Ces dernières années, deux tentatives d’installation de praticiens roumains dans la maison médicale créée par le village de 400 habitants ont échoué. Les généralistes du secteur, débordés, refusent de se déplacer jusqu’à l’Ehpad. A la maison de santé de Dieue-sur-Meuse, à un quart d’heure de voiture, où il exerce avec quatre confrères, le docteur Pancher dit voir chaque jour, de 8 heures à 19 heures, entre 35 et 50 patients. Parfois 60.
« Faire un aller et retour à Souilly me prend trente minutes. Cela veut donc dire qu’il y a trois patients que je ne vois pas dans mon cabinet ou que je travaille trente minutes de plus le soir. »
La possibilité de glisser une téléconsultation au milieu des consultations en face-à-face a changé la donne. Quatre généralistes du secteur (dont deux de Verdun, à 20 kilomètres) ont déjà accepté de participer. Résultat : en quelques semaines, 13 des 30 patients de l’Ehpad ont trouvé un médecin traitant, les autres devraient en avoir un d’ici à la fin de l’année. A terme, le docteur Blondel souhaiterait également pouvoir se connecter avec des praticiens du réseau SOS Médecin, joignables 24 heures sur 24 et 7 jours sur 7. Ce qui permettrait, selon elle, de faire baisser le nombre d’hospitalisations.
A Souilly, le service en est encore à ses balbutiements. Six téléconsultations ont eu lieu en décembre, après l’entrée en vigueur d’une convention signée entre l’Assurance-maladie (CNAM) et les syndicats de médecins libéraux prévoyant qu’une téléconsultation en Ephad sera payée au tarif d’une consultation standard.
Des zones mal couvertes en haut débit
L’équipe des Eaux vives prévoit déjà qu’il y aura un minimum de quatre téléconsultations par semaine. « On peut régler de 70 % à 80 % des situations en faisant de la télémédecine, mais il y a du contact humain qui risque de se perdre un peu », estime le docteur Pancher, qui reconnaît avoir d’abord été « plutôt réticent » à l’égard de ce dispositif.
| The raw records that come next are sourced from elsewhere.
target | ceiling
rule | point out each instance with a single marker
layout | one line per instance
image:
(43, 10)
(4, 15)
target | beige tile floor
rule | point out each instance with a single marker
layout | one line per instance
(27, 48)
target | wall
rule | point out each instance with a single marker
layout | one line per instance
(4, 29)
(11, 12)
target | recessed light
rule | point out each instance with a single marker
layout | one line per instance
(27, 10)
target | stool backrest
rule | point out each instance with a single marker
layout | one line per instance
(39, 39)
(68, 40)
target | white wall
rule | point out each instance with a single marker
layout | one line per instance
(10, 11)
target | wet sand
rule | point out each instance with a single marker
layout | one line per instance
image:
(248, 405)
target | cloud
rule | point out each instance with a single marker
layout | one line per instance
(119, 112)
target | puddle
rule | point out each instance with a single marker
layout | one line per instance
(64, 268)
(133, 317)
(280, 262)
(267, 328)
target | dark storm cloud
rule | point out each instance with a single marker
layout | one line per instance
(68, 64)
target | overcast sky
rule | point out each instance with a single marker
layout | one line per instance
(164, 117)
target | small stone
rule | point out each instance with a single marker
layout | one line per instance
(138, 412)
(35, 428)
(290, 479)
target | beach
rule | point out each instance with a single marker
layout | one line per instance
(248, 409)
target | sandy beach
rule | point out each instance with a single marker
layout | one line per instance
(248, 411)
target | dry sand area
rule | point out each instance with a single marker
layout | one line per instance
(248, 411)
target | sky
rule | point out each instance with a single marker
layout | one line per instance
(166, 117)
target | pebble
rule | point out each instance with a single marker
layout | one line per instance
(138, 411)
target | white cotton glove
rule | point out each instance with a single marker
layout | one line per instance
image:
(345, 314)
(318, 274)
Il prévoit cependant de mettre en place des horaires fixes de téléconsultation.
Dans les déserts médicaux, qui sont aussi souvent des zones mal couvertes en haut débit, des progrès de la couverture seront toutefois nécessaires. « Entre Souilly et Dieue, l’image est parfois un peu pixelisée ou floue, il y a aussi un petit temps de décalage entre les questions et les réponses », ajoute le médecin.
L’Ehpad participe également à un projet pilote mené par l’agence régionale de santé visant à pouvoir solliciter un médecin spécialiste via la télémédecine.
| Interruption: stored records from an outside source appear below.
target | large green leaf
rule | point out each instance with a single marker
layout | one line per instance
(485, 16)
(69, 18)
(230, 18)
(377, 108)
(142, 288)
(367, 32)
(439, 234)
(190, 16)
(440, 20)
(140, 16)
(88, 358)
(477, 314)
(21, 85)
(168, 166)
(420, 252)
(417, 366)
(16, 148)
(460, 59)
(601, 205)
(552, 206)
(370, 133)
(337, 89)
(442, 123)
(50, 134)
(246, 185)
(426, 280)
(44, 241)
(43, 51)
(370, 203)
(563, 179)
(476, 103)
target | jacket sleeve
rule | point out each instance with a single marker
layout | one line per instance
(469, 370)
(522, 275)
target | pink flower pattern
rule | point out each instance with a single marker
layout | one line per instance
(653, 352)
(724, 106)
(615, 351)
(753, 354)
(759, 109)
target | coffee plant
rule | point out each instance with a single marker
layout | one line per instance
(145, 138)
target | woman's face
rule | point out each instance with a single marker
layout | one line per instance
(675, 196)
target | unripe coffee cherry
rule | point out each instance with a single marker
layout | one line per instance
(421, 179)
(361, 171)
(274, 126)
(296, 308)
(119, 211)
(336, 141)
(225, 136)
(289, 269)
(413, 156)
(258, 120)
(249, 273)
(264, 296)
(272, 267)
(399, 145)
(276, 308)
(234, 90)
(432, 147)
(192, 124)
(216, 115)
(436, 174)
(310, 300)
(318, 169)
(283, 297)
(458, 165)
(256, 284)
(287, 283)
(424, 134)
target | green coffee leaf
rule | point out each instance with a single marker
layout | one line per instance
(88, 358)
« Pouvoir joindre directement un pneumologue, un cardiologue, un dermatologue ou un ophtalmologue, même s’il doit être géographiquement éloigné de l’Ehpad, représenterait une grosse bouffée d’oxygène pour nous », assure Karen Blondel.
Signe de l’intérêt suscité par ces projets, la maire de Souilly est récemment venue se renseigner sur la possibilité pour les habitants de la commune de pouvoir venir à l’Ehpad pour bénéficier de téléconsultations.